I love the world that Terry Gilliam put to screen in Brazil. Not that I would ever want to live in it, but the bureaucratic nightmare of a society is created with such vivid details that it’s hard not to admire in a cinematic sense. The increasingly terrible scenarios that Sam Lowry faces are entertaining and farcical, but underneath there’s a real warning about control and power. On top of all that is the fantastic theme song “Aquarela do Brasil”. I love it.
This film really took me by surprise and became an instant favorite. James L. Brooks does some of his best work here, with a great trio of Holly Hunter, Albert Brooks, and William Hurt. It takes on the decreasing value of the news and does a nuanced job with it, but it’s also really damn funny. There’s great commentary on journalism and relationships. To me, this film is a complete package.
I love this delightful comedy/mystery/romance starring Audrey Hepburn and Cary Grant. The on screen chemistry between the two is undeniable and completely charming. The story unfolds with twists and turns on top of twists and turns, making it a fun whodunit with a witty script.
Dazed and Confused
One of my favorite movies growing up, and one I enjoy revisiting often, this Richard Linklater film has so much going for it. The cast is basically a who’s who of some of Hollywood’s biggest actors before anyone knew their name. It’s based on one of my absolute favorite movie tropes—the story takes place over the course of one day/night. It’s damn funny and features all the relevant coming of age themes you’d expect, but handled better than most high school movies can even hope to achieve.
Do The Right Thing
This is one of the first films to really stick with me growing up. I remember watching it for the first time pretty late at night when I was fairly young and being completely sucked in. Everything about it is so vibrant, most obviously the colors and cinematography, but the performances are what really stand out. Most of it feels like a really well done slice of life film but the ending turns it into something far more complicated and poignant which I’ve grown to appreciate more as I’ve gotten older.
Andrea Arnold’s coming of age film is about a British teenager who becomes infatuated with her mother’s boyfriend, who reciprocates the inappropriate attraction. Everything rings so true here, from the extremely personal camera work to Katie Jarvis’s honest performance. It’s one of the best depictions of adolescence and especially the female experience that I’ve ever seen.
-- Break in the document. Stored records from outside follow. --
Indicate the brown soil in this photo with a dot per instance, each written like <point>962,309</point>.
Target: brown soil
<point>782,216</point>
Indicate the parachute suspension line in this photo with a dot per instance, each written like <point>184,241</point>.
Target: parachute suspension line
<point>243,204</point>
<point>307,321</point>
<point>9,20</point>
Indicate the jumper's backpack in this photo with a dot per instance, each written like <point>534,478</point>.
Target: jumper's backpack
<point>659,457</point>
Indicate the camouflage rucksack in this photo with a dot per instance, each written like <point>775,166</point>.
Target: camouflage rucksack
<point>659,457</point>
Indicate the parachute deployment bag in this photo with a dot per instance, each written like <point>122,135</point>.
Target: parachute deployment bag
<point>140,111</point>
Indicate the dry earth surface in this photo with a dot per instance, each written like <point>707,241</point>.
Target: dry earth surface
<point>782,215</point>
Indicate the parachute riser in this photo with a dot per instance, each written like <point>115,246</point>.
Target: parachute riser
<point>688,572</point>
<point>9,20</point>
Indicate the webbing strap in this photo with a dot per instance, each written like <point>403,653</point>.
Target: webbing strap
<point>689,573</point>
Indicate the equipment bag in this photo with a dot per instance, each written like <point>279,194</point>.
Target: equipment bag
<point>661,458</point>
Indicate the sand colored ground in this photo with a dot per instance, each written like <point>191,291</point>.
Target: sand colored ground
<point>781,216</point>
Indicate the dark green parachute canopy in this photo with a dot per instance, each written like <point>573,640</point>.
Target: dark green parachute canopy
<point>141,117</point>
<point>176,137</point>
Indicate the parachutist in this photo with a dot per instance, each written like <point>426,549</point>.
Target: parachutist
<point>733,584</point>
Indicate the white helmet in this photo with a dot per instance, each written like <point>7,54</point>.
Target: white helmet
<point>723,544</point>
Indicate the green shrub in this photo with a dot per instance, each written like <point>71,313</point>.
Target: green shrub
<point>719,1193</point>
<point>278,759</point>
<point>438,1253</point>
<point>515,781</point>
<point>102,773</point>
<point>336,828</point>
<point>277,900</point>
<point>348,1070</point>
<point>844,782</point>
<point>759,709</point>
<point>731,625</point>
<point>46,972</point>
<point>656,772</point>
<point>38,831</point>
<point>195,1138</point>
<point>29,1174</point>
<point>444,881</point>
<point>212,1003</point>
This interweaving tale of visitors and residents of Memphis, Tennessee is truly excellent. I love how different the three main storylines are but how they actually work together quite well. Memphis becomes such a character here, and all the foreign visitors in each story have such a unique experience with it, all connected by how disappointed they are with this piece of America, despite its storied history. The use of Elvis as signifier of this works so well. It’s easily my favorite of Jim Jarmusch’s films.
As my first foray into Ingmar Bergman’s filmography, this was a really surprising film experience for me. I was not expecting to become so captivated by Persona, but I loved its psychologically thrilling elements and filmmaking that was completely new to me at the time. Any films centering on a duality of characters has me from the get go but Bibi Andersson and Liv Ullmann’s performances are so intense and lovely that they are amongst the top of that category.
This is one of my all time favorite films. I’m talking top 3 or so. I grew up watching this throughout my childhood and it really made me appreciate classic films from a young age. I know many complain that it’s not worthy of being awarded Hitchcock’s solo Best Picture win, but in my eyes it’s perfect. I love the story, performances, score, and cinematography. Everything is so grand and cinematic. Every time I hear “Last night I dreamt I went to Manderley again” I am eager to enter this world again.
The Royal Tenenbaums / Fantastic Mr Fox
I am tying these, but I have a perfectly sound reason. The Royal Tenenbaums is my favorite of Wes Anderson’s films, but Fantastic Mr. Fox has the best special features out of his filmography. Between the two you get a well rounded view of the director, one who’s approach to filmmaking and thought process are quite fascinating.